Star rating: ***

"This is summer?" David Crosby is feeling the cold. Sporting more layers than Liam Gallagher in an Arctic nightclub, one might worry about his welfare on this fortieth anniversary tour with the hippy era's very first super-group. Stephen Stills similarly dons an anorak, and only emigre Englishman Graham Nash is au fait enough with the climate to get down to shirt-sleeves for two different sets culled from the C, S and N song-book.

The first half is a low-key, largely acoustic set delivered by the trio with such bonhomie it's as if they've stumbled on an open mike night. Especially when they rattle through a quartet of covers by 1960s contemporaries, which reveal that the laid-back harmonies are beautifully intact. With Stills concentrating on lead guitar, beyond Crosby's goofball banter, Nash takes charge, his Mancunian resembling the sort of club turn he would've become if he'd stayed in The Hollies. Dedicating Our House to "all the pretty girls in Edinburgh", though, pushes cheese to the limit.

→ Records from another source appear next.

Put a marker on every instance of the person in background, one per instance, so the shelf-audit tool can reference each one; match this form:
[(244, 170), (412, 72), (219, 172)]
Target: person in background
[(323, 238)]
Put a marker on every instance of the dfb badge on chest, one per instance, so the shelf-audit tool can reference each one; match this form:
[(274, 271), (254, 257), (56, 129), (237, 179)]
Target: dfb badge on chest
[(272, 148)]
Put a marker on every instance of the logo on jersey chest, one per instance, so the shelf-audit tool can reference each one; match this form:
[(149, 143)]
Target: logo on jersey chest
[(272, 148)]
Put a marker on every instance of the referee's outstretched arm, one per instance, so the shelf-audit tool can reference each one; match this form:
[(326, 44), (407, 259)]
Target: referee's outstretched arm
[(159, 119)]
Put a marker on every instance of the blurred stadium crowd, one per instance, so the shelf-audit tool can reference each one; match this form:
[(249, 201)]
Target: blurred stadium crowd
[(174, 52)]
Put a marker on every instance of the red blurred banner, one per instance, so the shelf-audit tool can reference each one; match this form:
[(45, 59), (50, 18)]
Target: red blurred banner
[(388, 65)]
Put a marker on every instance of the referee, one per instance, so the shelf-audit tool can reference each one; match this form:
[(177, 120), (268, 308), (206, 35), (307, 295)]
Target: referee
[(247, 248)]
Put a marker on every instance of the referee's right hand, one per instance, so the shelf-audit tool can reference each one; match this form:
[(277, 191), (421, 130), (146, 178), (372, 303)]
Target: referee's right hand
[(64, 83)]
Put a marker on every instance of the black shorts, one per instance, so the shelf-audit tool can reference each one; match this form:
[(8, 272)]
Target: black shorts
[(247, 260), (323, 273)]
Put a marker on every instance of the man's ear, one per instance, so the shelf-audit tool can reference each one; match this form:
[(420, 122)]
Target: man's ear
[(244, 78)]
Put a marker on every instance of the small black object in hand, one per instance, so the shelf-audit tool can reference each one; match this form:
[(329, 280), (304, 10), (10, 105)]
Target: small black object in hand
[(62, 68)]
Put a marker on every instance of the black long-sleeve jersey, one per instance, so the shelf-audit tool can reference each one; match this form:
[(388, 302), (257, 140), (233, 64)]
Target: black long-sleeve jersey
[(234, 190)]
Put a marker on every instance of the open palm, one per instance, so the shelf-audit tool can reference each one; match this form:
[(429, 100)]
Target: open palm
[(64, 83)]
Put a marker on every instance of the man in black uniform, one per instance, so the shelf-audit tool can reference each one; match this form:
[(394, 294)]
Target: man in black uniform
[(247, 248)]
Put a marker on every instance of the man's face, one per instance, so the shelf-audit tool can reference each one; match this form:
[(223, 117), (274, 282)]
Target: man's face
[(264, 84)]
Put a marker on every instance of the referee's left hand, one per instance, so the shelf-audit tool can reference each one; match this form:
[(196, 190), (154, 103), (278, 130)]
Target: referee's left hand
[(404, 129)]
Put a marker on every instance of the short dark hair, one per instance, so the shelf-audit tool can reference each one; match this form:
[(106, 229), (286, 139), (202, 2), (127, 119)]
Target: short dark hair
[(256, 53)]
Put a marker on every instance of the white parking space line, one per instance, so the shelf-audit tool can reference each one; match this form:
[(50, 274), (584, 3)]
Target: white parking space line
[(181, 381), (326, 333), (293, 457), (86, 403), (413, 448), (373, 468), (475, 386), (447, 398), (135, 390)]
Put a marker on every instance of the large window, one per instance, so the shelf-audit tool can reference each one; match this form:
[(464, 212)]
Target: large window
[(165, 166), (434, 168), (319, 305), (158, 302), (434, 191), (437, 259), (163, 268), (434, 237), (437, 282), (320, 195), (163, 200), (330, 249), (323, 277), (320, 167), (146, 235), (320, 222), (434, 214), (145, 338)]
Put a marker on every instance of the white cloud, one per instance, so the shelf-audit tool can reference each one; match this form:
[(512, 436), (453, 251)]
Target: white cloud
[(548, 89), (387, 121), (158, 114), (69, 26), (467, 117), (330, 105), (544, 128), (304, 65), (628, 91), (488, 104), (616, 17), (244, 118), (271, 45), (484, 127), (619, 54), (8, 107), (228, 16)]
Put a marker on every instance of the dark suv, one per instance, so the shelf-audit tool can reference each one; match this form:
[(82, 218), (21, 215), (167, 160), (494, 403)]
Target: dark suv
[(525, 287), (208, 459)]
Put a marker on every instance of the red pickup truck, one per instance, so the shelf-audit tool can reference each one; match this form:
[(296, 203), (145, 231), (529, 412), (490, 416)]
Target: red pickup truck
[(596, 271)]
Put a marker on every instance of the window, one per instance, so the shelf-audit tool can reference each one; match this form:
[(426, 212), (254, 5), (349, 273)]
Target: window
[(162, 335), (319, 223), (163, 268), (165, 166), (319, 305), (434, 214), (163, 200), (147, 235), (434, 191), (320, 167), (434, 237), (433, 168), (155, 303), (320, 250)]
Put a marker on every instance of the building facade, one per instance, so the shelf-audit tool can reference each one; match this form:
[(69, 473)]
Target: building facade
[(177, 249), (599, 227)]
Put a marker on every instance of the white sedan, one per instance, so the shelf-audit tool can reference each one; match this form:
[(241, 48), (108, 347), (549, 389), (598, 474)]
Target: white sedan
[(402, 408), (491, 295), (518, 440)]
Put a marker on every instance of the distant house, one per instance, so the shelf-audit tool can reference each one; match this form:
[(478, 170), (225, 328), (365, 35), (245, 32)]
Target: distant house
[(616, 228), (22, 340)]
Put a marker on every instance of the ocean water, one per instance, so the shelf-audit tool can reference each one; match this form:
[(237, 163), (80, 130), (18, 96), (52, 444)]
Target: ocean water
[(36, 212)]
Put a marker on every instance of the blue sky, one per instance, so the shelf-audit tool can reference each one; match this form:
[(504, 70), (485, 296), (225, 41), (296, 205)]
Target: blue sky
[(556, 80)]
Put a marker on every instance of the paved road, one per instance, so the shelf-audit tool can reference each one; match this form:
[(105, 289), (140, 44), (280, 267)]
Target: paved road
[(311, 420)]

Stills comes into his own in the more uptempo second set, which he leads with blistering guitar solos on Buffalo Springfield's Rock and Roll Woman. Later, the lineage between America and Scotland's west coasts is laid bare on Bluebird, another Stills-led Buffalo Springfield rifferama. By the time he gets to a grizzled take of 1960s protest anthem For What It's Worth, for thousands of baby-boomers in front of him, it sounds like vindication.